A 2014 review in the Journal of Clinical Psychiatry found that physical activity reduced the symptoms of depression in people with mental illness and even reduced symptoms of schizophrenia.
A 2014 study found that adding an exercise program to treatment for post-traumatic stress disorder reduced patients’ symptoms and improved their sleep.
Be generous in relationships.
A giving relationship is a happy relationship, according to a 2011 paperpublished in the Journal of Marriage and Family. In the study, couples who reported high levels of generosity with one another were more satisfied in their marriages than others and more likely to report high levels of sexual satisfaction.
Commitment seems to help. People in the early stages of a marriage or a cohabitating relationship experience a short-term boost in happiness and a drop in depression, according to a 2012 study.
Use social media wisely.
In general, having social connections is linked to better mental health. However, maintaining friendships over Facebook and other social media sites can be fraught with problems. Some research suggests that reading other people’s chipper status updates makes people feel worse about themselves. Those findings suggest that limiting your friend list to people whom you feel particularly close to might help you avoid seeing a parade of happy status updates from people who seem to have perfect lives.
Time spent on social networking sites has been linked to depressive symptoms in some studies. One recent study found that social media is adouble-edged sword: People with mental health conditions reported that social media sites offered them feelings of belonging to a community, but they also said that Facebook and other sites could exacerbate their anxiety and paranoia.
The best bet, researchers say, is to take advantage of the connectivity conferred by social media but to avoid making Facebook or Twitter your entire social life.
Aim for meaning, not pleasure.
Imagine a life of lounging by a pool, cocktail in hand. Paradise? Not so much. A 2007 study found that people are happier when they take part in meaningful activities than when they focus on hedonism.
University of Louisville researchers asked undergrads to complete surveys each day for three weeks about their daily activities. They also answered questions about their happiness levels and general life satisfaction.
The study found that the more people participated in personally meaningful activities such as helping other people or pursuing big life goals, the happier and more satisfied they felt. Seeking pleasure didn’t boost happiness.
Worry (some), but don’t vent.
Everyone has had the experience of worrying about something that couldn’t be changed. But if constant worrying becomes a pervasive problem, science suggests you should just put it on the calendar.

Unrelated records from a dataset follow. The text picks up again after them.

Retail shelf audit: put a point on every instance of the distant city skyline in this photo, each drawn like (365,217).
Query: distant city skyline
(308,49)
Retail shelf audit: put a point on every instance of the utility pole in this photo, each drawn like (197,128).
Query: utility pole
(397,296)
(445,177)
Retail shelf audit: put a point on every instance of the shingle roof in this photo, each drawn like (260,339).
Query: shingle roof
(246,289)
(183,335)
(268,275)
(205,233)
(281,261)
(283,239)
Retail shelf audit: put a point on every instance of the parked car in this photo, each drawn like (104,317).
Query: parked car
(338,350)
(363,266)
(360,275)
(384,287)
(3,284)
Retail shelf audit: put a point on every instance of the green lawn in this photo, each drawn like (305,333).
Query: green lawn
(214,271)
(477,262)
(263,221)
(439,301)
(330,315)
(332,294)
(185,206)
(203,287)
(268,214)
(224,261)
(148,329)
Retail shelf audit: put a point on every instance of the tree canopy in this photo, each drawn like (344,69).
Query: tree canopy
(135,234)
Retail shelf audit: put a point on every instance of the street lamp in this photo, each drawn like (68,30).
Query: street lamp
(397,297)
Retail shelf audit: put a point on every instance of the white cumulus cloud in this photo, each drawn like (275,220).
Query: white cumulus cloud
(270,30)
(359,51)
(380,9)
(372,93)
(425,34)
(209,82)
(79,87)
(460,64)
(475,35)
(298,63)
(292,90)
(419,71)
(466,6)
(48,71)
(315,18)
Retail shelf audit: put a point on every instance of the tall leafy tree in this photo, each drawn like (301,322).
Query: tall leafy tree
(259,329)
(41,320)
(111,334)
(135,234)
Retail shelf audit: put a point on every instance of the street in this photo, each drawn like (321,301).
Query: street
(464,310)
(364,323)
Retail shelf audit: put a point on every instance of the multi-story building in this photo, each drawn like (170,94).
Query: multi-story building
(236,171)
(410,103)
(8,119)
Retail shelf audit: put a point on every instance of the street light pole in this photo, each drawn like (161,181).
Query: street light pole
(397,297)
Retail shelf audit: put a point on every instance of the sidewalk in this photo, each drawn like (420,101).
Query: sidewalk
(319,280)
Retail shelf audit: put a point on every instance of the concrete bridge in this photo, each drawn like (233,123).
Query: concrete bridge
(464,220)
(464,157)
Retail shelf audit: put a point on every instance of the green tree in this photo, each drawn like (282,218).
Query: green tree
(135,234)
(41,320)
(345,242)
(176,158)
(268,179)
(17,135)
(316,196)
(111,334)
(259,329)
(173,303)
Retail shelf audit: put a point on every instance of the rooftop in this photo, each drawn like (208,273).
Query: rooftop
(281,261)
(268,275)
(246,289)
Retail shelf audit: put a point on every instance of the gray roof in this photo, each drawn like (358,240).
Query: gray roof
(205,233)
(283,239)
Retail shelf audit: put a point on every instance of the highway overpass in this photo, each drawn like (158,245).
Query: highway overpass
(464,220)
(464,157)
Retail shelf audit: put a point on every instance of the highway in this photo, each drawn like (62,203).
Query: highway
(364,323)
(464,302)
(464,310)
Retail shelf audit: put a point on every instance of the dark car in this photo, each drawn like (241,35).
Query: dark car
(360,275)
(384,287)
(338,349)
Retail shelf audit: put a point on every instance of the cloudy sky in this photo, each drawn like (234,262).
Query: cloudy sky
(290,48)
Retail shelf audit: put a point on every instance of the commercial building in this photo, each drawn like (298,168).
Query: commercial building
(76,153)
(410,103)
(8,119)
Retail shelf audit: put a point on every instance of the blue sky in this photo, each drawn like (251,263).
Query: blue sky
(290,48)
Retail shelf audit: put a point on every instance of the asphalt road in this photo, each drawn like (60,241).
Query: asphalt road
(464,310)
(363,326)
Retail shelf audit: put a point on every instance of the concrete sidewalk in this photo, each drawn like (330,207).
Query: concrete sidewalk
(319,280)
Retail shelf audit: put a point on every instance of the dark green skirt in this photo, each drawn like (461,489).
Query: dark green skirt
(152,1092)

Scheduling your “worry time” to a single, 30-minute block each day can reduce worries over time, according to a 2011 study in the Journal of Psychotherapy and Psychosomatics. Participants in the study were taught to catch themselves worrying throughout the day and then postpone the worries to a prearranged block of time.
Even just realizing that they were worrying helped people calm down, the researchers found, but stopping the worrying and saving it for later was the most effective technique of all.
Venting about stresses, however, appears to make people feel worse about life, not better. So set aside that worry time — but do it silently.